И на этот раз мы, как обычно, отправились на рассвете и несколько часов шли пешком по дороге и горным тропинкам. Каждое отделение следовало своим путем к определенному часу и месту, где все мы должны были встретиться и пообедать. Естественно, я хорошо помню, какое удовольствие благодаря Таваресу я получил в тот день на свежем воздухе. Но и дорого заплатил за это полученное удовольствие, о чем и хочу рассказать. Но прежде несколько слов о самом Таваресе. Как я уже говорил, Таварес теперь сидел в зале для занятий рядом со мной, это после того, как на первом году обучения его пересадили на место Гауденсио. И хотя питать к нему отвращение я стал именно с этого дня, презирал я его уже давно. Помнится, как однажды Гауденсио вполне справедливо пожелал узнать, почему же я так не люблю Тавареса.
— Если он тебе никогда ничего не сделал плохого! — спросил он.
Да, не сделал. И все же мое отношение к нему было искренним и чистым. И презирал я его по определенным соображениям, но не знал, как объяснить.
— Он — выскочка, — коротко бросил я Гауденсио, сочтя, что это что-то объясняет.
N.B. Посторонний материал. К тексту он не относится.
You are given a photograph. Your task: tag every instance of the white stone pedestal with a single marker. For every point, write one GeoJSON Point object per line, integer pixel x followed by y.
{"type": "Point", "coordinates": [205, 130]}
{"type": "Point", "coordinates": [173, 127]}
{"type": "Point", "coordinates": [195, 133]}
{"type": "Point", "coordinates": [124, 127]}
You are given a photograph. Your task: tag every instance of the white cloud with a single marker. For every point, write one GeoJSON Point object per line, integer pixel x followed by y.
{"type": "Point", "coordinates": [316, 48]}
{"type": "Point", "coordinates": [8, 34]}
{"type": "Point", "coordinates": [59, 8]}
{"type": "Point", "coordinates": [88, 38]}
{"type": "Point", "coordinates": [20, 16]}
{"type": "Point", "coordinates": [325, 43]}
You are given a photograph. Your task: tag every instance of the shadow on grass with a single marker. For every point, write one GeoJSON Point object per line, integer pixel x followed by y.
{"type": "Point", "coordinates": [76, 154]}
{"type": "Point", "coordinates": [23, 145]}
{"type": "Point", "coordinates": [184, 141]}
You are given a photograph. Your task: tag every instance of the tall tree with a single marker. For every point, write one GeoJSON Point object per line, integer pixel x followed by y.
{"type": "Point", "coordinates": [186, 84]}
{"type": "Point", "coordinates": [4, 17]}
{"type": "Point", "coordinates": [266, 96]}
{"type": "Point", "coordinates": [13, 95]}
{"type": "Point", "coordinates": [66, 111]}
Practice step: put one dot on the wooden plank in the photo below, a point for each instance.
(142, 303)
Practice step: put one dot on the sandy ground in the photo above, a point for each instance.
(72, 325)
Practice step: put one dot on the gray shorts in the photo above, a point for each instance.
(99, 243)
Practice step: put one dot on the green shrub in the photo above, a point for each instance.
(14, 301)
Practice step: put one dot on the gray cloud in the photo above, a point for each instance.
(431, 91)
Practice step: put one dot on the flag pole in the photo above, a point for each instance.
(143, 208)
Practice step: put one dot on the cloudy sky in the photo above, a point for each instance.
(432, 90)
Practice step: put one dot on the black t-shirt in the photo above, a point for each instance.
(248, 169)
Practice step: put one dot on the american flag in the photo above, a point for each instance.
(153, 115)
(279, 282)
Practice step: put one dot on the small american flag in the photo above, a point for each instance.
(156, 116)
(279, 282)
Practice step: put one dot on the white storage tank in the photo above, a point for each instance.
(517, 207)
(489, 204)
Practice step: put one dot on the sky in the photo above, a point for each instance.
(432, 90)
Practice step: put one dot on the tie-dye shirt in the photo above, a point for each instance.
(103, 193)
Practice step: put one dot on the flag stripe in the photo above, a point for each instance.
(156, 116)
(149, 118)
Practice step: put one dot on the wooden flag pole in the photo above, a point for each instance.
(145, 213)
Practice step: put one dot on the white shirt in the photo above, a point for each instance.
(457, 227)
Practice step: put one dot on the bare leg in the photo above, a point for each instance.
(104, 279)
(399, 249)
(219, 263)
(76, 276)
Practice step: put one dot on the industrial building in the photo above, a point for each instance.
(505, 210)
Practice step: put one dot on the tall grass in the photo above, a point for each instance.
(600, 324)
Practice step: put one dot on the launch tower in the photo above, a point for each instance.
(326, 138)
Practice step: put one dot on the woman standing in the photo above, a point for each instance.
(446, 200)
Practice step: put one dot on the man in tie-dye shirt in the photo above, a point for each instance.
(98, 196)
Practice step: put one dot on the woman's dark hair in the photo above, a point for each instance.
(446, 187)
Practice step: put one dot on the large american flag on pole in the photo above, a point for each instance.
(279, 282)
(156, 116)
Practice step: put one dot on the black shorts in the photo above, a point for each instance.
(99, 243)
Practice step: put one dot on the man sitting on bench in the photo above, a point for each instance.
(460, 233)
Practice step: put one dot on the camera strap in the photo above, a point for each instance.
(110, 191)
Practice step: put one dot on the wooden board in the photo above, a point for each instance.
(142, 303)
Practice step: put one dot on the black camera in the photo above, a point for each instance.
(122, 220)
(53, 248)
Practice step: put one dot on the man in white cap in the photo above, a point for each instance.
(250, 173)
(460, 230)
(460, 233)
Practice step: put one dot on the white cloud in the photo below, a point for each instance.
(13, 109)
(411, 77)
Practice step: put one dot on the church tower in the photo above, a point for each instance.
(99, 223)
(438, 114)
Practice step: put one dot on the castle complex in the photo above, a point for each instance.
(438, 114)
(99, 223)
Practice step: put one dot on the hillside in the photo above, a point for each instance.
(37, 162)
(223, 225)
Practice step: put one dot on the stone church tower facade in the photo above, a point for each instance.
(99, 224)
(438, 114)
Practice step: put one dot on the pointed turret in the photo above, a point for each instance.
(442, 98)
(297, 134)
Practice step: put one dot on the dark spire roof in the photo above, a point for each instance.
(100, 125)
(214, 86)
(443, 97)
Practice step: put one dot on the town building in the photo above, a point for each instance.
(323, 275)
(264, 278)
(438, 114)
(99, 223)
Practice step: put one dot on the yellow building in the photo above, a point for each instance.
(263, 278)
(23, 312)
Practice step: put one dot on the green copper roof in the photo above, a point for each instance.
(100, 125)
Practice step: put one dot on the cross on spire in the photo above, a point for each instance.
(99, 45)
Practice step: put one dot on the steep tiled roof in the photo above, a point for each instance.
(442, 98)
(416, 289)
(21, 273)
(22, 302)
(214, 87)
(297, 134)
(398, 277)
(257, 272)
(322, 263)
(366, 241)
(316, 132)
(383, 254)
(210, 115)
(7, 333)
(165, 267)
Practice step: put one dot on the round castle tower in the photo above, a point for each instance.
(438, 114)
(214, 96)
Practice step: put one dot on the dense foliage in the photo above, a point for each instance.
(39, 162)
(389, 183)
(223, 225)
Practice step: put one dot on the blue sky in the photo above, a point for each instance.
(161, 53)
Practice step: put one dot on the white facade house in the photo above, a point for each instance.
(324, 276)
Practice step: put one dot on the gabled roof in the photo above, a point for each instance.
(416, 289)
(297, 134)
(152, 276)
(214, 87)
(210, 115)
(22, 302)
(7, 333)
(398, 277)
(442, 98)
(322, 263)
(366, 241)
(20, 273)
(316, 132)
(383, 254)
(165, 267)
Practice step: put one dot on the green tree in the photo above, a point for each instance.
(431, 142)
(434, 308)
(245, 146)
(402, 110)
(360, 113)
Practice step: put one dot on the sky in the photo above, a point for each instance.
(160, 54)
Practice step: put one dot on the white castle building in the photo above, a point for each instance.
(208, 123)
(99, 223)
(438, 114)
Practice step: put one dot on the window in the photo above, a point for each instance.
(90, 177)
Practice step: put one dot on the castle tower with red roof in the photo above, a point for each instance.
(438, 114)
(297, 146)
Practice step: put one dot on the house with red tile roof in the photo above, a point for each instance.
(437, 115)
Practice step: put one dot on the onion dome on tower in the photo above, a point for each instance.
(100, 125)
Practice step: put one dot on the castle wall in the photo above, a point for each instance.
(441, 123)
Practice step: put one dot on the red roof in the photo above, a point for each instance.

Таварес был образцовым семинаристом, дисциплинированным дальше некуда. Среди образцовых семинаристов мы различали два типа: один — сухо пунктуальный, а другой, по выражению Гамы, — ханжеский или медовый. Первый подчинялся семинарскому распорядку по-военному. Вот отец Мартинс, похоже, был именно таким семинаристом. У таких жизнь и поведение заключены в строгие рамки, они, как правило, краснощекие и работают синхронно, как заведенные машины. А вот ханжи всегда держат голову чуть склоненной набок, обкусывают карандаши зубами, всегда бледны или белы, как ангелы или лилии. И естественно, почитают святого Луиса Гонзагу. И те, и другие одинаково фанатичны в отношении исполнения распорядка. Особенно (так я думаю сегодня) меня в Таваресе отталкивало то, что он был образцовым семинаристом без основания. Нет, я не считаю, что он был настоящим лицемером. Как и не думаю, что свои обязанности семинариста он осознавал больше, чем другие. Однако между его дисциплинированностью и доводами рассудка, к ней побуждавшими, была определенная дистанция. Он вроде бы был формалистом поведения. Думаю, что у него в роду был священник. И вполне возможно, что он постиг манеру поведения будущего священника гораздо раньше, чем мы. Других доводов, чтобы питать к нему отвращение, у меня не было. А вот то, что его поведение нас оскорбляет, и чересчур, я бесспорно чувствовал. Позже, когда его посадили со мной рядом, я его возненавидел еще больше, потому что его непреклонность сделала мою жизнь еще труднее. В действительности же в течение всего года Таварес ни разу не открыл рта, чтобы что-то сказать мне, и ничего не сделал, чтобы привлечь мое внимание к чему-либо.